Catherine Feechan looks at exit strategies and the credit crunch

by Catherine Feechan

Over recent months, the words “credit crunch” have become too familiar to us all. We have seen the financial headlines in the media, felt the acute effects of that turmoil on the financial markets around the globe and seen the impact on governments, global financial institutions and now individual consumers.

As the credit crunch really bites, people who want to sell their businesses are feeling the squeeze like everyone else. Traditionally, management buyouts (MBOs) afforded a popular exit route for many owners who were happy to see their life’s work continued by familiar faces.

However, MBOs have now become much more difficult to fund with banks rigorously scrutinising gearing, security levels and risk profiles. Consequently, many potential sellers have to focus on preparing their businesses for a trade sale.

In a difficult market, sellers must make their business as attractive to potential buyers as they possibly can. Simple “grooming” can enhance a buyer’s view of the business – for example, making sure timely and accurate management information is available, keeping premises looking clean and smart and ensuring that the website is fully operational and always up to date.

Potential purchasers particularly dislike surprises, and other longer term actions that can improve sale prospects include disposing of non-essential assets, improving the quality of staff and reducing or removing bad debts.
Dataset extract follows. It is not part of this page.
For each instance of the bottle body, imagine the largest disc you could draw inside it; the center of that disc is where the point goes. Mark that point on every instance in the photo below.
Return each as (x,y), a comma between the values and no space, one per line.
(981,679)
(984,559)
Raising the market profile of the business and its brand can also be extremely useful in the period prior to a sale, as a positive market profile can significantly enhance the perceived value of the company. A positive market and brand reputation will also help alert more potential buyers to its existence.

In the current economic climate, many sectors are changing rapidly and sellers need to be aware of shifts in their market sectors in order to assess the appropriate time for a sale to ensure they get maximum valuation.

For example you may have decided to consider selling in 12 months. If the market is consolidating rapidly, however, it may be prudent to sell sooner rather than waiting to find that the market has moved on and that there are limited consolidation opportunities remaining.

Value is key for all sellers. Although valuation is an inexact science, sellers should look to their advisers to provide them with an indication of a realistic value. Inevitably, there is always something to be said for the old adage that “something is only worth what a buyer is willing to pay for it”.

Sellers need to invest as much time and energy working on their exit strategy as they do on running their business. Planning is vital and sellers consistently underestimate the effort needed to dispose of their businesses for the optimum price.

Appointing the right advisers is key in developing an effective and workable strategy. Expert legal and financial advisers will be able to assist in identifying strengths and weaknesses within the business and will help build on those core strengths that generate additional value and minimise exposure to those areas that make the business look weaker to potential purchasers.

A well groomed business, appropriately advised, should make what is the most important deal many business owners will ever do in their lives a less difficult and more rewarding process.

Completing the deal in a difficult funding climate means that in many cases sellers will have to accept that the price will reflect a lower valuation. During the course of last year there was a significant slow down in sales of private companies as many purchasers took the view that markets would continue to fall while sellers believed they would recover shortly – perception is everything!

Difficult funding conditions have now been with us for sufficiently long that people

are starting to accept that lower prices are here to stay, and hopefully this will increase exit opportunities.

 

The difficulties in obtaining funding are also influencing deal structures with earn-outs, deferred consideration and share swaps becoming increasingly common.

Not all is doom and gloom however, as opportunities for exit are still there, but getting a deal done is definitely more challenging. A key question for all those considering a sale in the present climate is “Do I need to do it now?” If not, then working on improving the financial performance of the business during the downturn is the best way forward.